Ein Zeitgenosse schrieb 1842: „Dieser unser Streck [ein populärer Militärmusiker] hat also die Idee der Maskenbälle aufgefaßt und sie auf eigene Kosten vom Hoftheater ins Odeon verpflanzt. Auf erhabenem Orchester spielt er da seine Walzer, seine Polkas und Galoppaden, und unten in der Prachthalle tanzen die Jungen und die Mädchen fröhlich auf glattem Boden. Die Damen sind wohl alle und von dem Männervolke wenigstens die Tanzenden aus jenen Klassen, die man in der feineren Gesellschaft vermißt“ (zit. nach V. Laturell, Volkskultur in München, München 1997, S. 272).
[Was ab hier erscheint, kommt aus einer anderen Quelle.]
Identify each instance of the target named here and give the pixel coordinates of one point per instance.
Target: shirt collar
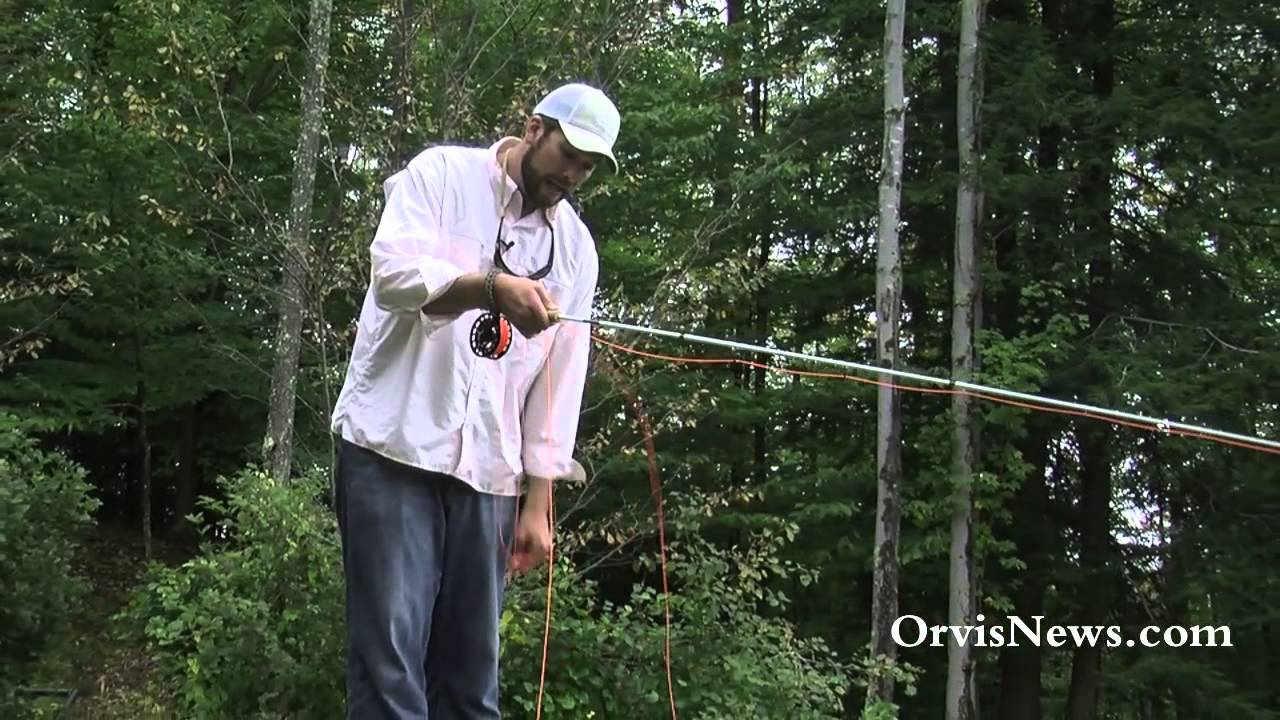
(504, 187)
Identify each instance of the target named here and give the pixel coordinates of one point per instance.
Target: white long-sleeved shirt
(415, 392)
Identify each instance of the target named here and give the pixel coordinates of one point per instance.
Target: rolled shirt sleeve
(554, 400)
(410, 265)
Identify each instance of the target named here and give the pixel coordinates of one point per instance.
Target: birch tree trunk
(297, 255)
(888, 292)
(961, 700)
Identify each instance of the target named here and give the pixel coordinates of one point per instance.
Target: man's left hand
(533, 538)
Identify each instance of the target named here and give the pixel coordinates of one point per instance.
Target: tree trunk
(763, 222)
(296, 261)
(402, 72)
(961, 701)
(188, 477)
(1020, 692)
(144, 449)
(888, 292)
(1096, 556)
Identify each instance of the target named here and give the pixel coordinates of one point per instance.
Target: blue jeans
(425, 560)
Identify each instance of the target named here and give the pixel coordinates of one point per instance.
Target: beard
(539, 191)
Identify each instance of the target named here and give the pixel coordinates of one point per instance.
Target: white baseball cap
(586, 117)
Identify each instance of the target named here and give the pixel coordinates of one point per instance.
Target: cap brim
(589, 142)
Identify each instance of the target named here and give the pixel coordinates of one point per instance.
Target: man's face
(552, 167)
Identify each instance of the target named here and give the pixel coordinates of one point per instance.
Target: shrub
(254, 624)
(732, 655)
(254, 627)
(45, 505)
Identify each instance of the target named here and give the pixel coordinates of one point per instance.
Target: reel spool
(490, 336)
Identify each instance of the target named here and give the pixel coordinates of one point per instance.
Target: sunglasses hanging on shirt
(490, 333)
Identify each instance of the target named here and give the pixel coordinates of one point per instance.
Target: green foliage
(731, 651)
(45, 504)
(252, 625)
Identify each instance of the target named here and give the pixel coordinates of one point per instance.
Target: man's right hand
(525, 302)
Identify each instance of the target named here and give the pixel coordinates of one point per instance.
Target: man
(435, 440)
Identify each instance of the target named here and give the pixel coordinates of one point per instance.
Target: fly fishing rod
(1157, 423)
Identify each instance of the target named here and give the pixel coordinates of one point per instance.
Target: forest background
(190, 190)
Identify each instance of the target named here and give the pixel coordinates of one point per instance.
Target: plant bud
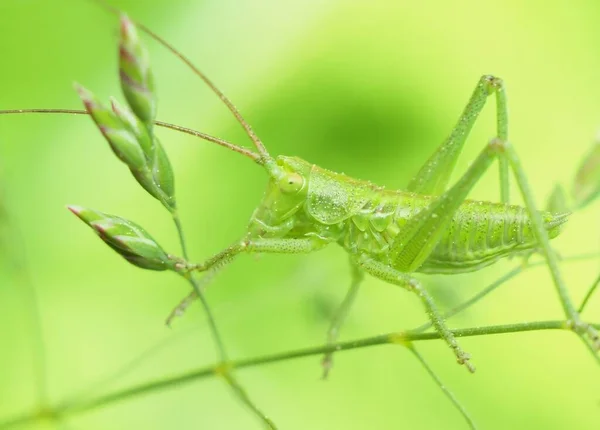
(121, 139)
(586, 186)
(128, 239)
(136, 77)
(557, 202)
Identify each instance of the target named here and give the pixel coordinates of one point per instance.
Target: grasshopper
(391, 234)
(427, 227)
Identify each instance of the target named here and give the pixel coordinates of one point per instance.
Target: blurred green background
(367, 88)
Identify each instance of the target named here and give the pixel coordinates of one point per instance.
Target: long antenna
(236, 113)
(244, 151)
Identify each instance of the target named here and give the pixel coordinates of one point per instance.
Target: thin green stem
(224, 368)
(589, 293)
(541, 234)
(497, 283)
(441, 385)
(17, 256)
(209, 316)
(197, 288)
(179, 227)
(401, 338)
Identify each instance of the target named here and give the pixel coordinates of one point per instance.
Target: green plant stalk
(398, 338)
(17, 256)
(224, 369)
(589, 293)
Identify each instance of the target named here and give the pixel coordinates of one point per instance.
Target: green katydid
(426, 227)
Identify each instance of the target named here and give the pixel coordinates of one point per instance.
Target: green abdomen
(479, 234)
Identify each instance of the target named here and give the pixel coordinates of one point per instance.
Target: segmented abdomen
(479, 233)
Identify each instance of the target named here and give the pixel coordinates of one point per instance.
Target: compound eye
(291, 183)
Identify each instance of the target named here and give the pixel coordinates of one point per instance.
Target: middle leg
(393, 276)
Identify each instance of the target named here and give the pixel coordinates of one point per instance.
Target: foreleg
(393, 276)
(340, 315)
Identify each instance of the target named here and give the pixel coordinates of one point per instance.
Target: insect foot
(463, 358)
(492, 83)
(583, 328)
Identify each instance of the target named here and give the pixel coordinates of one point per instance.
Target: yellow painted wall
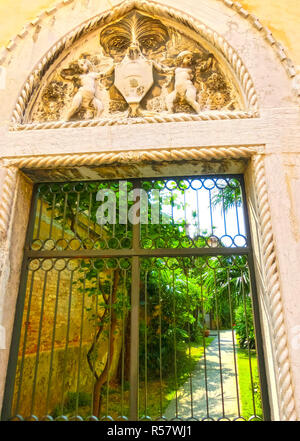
(281, 16)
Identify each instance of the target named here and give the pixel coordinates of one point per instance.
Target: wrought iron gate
(144, 319)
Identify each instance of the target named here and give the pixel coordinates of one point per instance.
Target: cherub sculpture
(184, 87)
(87, 94)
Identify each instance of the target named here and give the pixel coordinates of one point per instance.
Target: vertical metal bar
(14, 347)
(204, 343)
(219, 342)
(109, 342)
(67, 342)
(37, 359)
(146, 346)
(233, 345)
(256, 313)
(190, 349)
(160, 345)
(52, 215)
(248, 345)
(134, 340)
(134, 324)
(175, 340)
(53, 342)
(80, 348)
(123, 343)
(40, 219)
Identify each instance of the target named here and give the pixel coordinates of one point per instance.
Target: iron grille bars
(116, 315)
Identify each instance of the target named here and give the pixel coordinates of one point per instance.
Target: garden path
(219, 364)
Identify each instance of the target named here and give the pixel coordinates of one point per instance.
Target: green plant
(244, 324)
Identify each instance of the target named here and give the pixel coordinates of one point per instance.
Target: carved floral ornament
(131, 66)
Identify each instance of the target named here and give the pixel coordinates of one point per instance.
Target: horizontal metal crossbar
(164, 252)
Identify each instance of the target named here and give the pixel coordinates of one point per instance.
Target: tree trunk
(104, 376)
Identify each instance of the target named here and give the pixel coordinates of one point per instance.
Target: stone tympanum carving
(137, 66)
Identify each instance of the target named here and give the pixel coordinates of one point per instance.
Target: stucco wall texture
(281, 17)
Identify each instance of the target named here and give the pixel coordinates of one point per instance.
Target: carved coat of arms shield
(134, 78)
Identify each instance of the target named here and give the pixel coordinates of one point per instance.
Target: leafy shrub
(244, 324)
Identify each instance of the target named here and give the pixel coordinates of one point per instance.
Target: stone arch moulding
(221, 84)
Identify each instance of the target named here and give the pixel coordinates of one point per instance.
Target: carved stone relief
(137, 66)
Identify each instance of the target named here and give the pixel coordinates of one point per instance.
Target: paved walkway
(210, 403)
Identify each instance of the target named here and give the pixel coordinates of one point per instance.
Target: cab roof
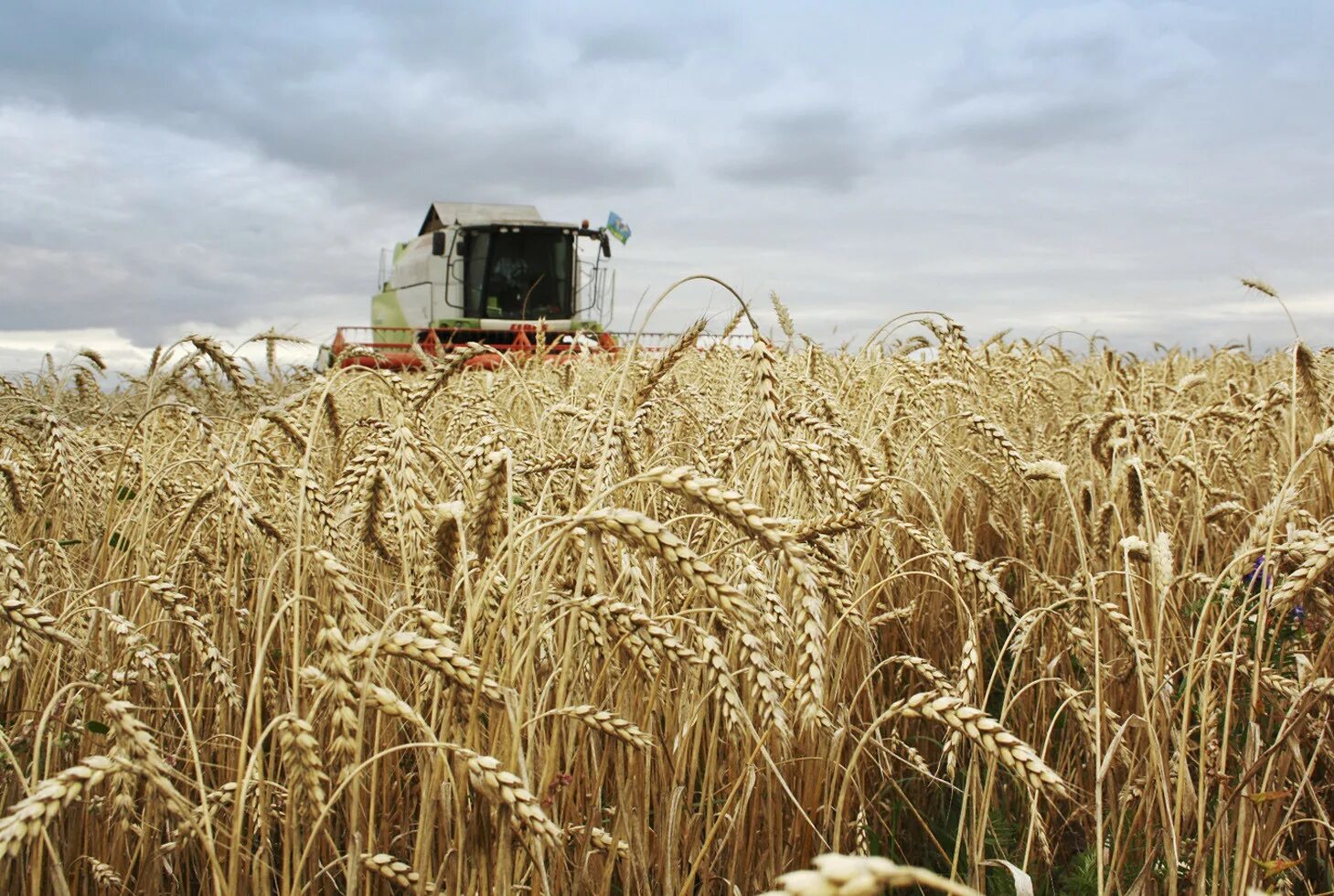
(442, 215)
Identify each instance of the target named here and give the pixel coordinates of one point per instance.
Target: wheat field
(949, 615)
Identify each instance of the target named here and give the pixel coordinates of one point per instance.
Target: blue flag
(616, 227)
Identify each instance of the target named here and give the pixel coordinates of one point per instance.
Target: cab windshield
(518, 273)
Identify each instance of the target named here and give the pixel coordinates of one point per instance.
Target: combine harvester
(496, 275)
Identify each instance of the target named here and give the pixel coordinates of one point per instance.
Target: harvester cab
(496, 275)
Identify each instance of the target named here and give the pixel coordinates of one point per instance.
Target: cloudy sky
(1102, 167)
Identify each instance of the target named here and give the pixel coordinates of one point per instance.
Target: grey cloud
(823, 148)
(383, 103)
(633, 44)
(1084, 73)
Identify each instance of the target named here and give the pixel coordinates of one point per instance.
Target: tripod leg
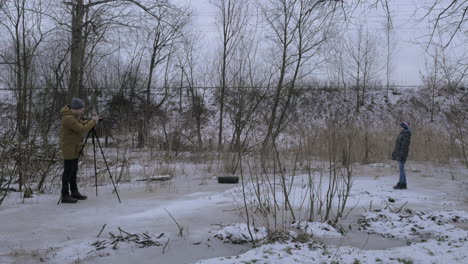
(95, 167)
(107, 166)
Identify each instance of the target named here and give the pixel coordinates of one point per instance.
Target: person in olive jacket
(72, 133)
(400, 153)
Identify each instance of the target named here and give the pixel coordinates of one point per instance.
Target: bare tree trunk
(76, 51)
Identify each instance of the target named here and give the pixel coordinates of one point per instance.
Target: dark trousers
(70, 170)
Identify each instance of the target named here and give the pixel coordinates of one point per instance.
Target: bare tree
(455, 72)
(447, 16)
(23, 25)
(362, 59)
(79, 11)
(298, 28)
(232, 18)
(166, 34)
(432, 79)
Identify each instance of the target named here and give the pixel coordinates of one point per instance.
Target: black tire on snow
(228, 179)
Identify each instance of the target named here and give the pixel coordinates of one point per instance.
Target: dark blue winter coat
(400, 153)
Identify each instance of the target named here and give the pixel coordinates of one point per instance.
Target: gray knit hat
(77, 103)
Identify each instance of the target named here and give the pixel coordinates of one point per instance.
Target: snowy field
(428, 223)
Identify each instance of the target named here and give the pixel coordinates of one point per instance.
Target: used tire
(228, 179)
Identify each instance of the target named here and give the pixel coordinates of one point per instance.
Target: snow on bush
(316, 229)
(239, 233)
(415, 225)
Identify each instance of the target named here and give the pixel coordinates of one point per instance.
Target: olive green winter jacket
(400, 153)
(72, 133)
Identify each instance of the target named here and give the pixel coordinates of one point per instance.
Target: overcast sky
(409, 34)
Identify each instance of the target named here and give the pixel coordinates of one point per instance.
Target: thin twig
(180, 228)
(101, 230)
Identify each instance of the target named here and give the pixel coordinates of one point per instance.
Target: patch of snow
(239, 234)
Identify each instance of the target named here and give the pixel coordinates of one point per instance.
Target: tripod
(94, 138)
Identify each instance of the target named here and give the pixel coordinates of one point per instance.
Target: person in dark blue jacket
(400, 153)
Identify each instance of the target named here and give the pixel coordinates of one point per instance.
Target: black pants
(70, 170)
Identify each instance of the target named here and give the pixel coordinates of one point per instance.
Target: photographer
(72, 133)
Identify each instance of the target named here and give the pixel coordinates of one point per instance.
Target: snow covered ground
(428, 223)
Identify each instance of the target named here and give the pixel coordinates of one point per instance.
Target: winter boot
(77, 195)
(66, 198)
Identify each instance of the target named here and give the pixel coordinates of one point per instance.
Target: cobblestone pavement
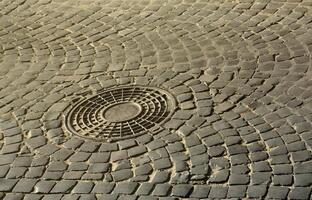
(239, 72)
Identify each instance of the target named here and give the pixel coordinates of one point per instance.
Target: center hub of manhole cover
(120, 113)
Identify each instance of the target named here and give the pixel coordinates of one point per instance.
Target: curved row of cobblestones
(239, 70)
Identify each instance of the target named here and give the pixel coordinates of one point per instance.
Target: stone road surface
(240, 71)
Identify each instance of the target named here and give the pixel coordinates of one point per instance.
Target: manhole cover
(120, 113)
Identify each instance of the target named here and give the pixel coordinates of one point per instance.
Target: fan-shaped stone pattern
(120, 113)
(240, 71)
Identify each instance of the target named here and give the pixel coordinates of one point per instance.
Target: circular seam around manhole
(120, 113)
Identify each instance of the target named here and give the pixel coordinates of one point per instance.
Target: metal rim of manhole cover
(120, 113)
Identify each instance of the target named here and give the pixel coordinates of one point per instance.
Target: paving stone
(182, 190)
(162, 190)
(241, 81)
(44, 186)
(218, 192)
(83, 187)
(238, 191)
(103, 188)
(25, 185)
(7, 185)
(64, 186)
(277, 192)
(145, 189)
(300, 193)
(256, 191)
(125, 188)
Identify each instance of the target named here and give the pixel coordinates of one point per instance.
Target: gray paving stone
(162, 190)
(24, 185)
(7, 185)
(182, 190)
(277, 192)
(64, 186)
(125, 188)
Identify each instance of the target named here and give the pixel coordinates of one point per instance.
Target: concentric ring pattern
(120, 113)
(239, 70)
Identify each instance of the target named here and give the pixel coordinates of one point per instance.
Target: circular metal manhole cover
(120, 113)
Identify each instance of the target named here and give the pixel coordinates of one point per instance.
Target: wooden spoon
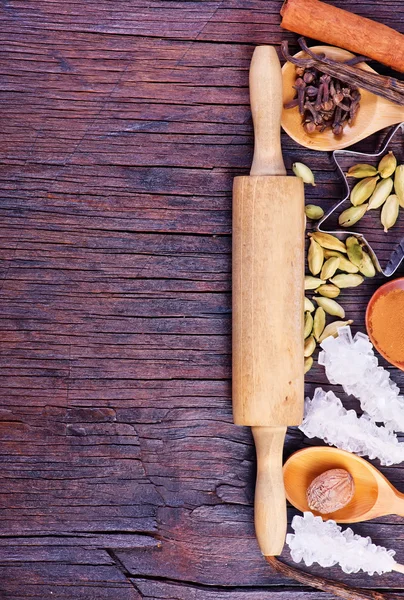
(374, 111)
(374, 495)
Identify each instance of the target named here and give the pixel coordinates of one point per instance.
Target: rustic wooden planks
(122, 474)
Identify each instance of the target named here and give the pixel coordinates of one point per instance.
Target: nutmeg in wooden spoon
(330, 491)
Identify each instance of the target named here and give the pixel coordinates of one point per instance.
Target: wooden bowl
(397, 327)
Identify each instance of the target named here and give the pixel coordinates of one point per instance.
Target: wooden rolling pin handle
(270, 501)
(266, 109)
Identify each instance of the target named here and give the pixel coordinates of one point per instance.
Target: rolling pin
(268, 296)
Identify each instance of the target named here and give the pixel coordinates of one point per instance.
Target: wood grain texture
(268, 292)
(123, 126)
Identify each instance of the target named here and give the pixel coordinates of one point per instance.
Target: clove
(323, 100)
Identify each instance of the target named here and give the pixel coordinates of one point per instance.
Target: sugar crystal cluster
(324, 542)
(327, 419)
(352, 363)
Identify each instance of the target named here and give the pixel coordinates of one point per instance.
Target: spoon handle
(398, 504)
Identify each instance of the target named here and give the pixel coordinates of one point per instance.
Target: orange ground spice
(387, 325)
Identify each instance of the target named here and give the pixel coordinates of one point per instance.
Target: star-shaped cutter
(370, 223)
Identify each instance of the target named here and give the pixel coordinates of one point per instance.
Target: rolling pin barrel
(268, 291)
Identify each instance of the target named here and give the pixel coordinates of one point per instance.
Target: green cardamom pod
(399, 184)
(308, 305)
(309, 346)
(328, 290)
(352, 215)
(315, 257)
(381, 193)
(311, 283)
(389, 212)
(363, 190)
(329, 267)
(302, 171)
(318, 322)
(354, 249)
(308, 324)
(367, 267)
(332, 329)
(326, 240)
(362, 170)
(347, 280)
(330, 306)
(313, 212)
(344, 263)
(308, 363)
(387, 165)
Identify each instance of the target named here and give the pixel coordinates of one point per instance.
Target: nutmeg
(330, 491)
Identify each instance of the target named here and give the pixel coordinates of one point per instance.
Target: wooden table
(123, 476)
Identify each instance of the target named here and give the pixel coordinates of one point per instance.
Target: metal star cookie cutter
(370, 223)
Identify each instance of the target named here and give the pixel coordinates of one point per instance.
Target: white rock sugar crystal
(324, 542)
(351, 363)
(327, 419)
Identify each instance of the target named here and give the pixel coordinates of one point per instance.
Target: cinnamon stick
(338, 27)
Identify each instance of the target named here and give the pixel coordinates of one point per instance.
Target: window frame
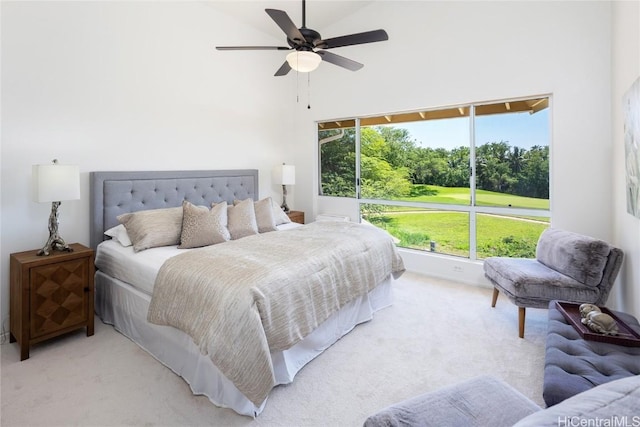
(541, 101)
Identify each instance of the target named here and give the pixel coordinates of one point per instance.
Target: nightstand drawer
(296, 216)
(58, 296)
(50, 295)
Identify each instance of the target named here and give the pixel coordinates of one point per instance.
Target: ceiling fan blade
(252, 48)
(286, 24)
(340, 61)
(283, 70)
(352, 39)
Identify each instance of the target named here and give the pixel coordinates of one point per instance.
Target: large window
(470, 181)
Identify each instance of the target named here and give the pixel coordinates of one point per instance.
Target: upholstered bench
(488, 401)
(573, 365)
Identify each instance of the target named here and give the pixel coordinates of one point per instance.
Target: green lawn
(461, 196)
(497, 235)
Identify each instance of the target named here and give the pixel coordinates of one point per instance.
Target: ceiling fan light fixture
(304, 61)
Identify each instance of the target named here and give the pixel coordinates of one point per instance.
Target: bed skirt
(121, 305)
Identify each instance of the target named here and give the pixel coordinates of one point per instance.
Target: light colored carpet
(436, 333)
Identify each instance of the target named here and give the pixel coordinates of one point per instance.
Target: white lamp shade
(288, 175)
(54, 183)
(304, 61)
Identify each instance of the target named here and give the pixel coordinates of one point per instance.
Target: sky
(521, 130)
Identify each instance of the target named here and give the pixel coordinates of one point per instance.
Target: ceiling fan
(309, 49)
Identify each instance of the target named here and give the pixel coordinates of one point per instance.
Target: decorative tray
(626, 336)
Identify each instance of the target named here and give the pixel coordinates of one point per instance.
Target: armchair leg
(495, 297)
(521, 315)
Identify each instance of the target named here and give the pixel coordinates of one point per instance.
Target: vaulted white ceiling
(320, 13)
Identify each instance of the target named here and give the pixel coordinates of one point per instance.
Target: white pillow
(265, 218)
(202, 226)
(278, 214)
(119, 234)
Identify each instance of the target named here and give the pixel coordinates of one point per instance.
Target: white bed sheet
(125, 307)
(140, 269)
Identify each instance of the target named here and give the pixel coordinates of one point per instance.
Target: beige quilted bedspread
(242, 299)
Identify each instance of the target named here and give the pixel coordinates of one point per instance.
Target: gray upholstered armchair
(568, 267)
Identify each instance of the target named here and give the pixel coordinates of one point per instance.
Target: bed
(129, 285)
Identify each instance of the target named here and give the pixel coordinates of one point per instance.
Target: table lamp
(54, 183)
(288, 177)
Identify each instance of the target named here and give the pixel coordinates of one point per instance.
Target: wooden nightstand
(296, 216)
(50, 295)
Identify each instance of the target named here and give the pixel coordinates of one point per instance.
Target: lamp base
(284, 206)
(55, 242)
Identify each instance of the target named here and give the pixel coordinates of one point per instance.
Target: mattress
(125, 307)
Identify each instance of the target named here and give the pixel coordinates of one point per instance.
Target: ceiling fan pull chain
(308, 91)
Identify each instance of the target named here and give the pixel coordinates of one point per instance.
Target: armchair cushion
(529, 283)
(580, 257)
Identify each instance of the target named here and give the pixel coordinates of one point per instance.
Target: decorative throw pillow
(279, 215)
(202, 226)
(153, 228)
(242, 219)
(264, 215)
(119, 234)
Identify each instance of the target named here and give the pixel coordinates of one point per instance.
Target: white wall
(626, 70)
(138, 85)
(129, 86)
(446, 53)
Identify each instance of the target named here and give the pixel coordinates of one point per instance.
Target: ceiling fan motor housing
(311, 37)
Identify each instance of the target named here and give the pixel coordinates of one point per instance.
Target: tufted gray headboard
(115, 193)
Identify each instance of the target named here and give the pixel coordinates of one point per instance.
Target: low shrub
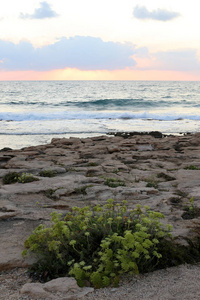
(112, 182)
(99, 244)
(13, 177)
(48, 173)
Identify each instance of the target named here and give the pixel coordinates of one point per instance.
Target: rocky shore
(162, 172)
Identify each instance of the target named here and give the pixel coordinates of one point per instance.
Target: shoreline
(17, 142)
(163, 173)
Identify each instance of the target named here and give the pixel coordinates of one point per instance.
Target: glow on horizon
(149, 40)
(75, 74)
Ein Zeitgenosse schrieb 1842: „Dieser unser Streck [ein populärer Militärmusiker] hat also die Idee der Maskenbälle aufgefaßt und sie auf eigene Kosten vom Hoftheater ins Odeon verpflanzt. Auf erhabenem Orchester spielt er da seine Walzer, seine Polkas und Galoppaden, und unten in der Prachthalle tanzen die Jungen und die Mädchen fröhlich auf glattem Boden. Die Damen sind wohl alle und von dem Männervolke wenigstens die Tanzenden aus jenen Klassen, die man in der feineren Gesellschaft vermißt“ (zit. nach V. Laturell, Volkskultur in München, München 1997, S. 272).
Da sehen wir uns doch in diesem Sinne im Werksviertel in vornehmer Gesellschaft!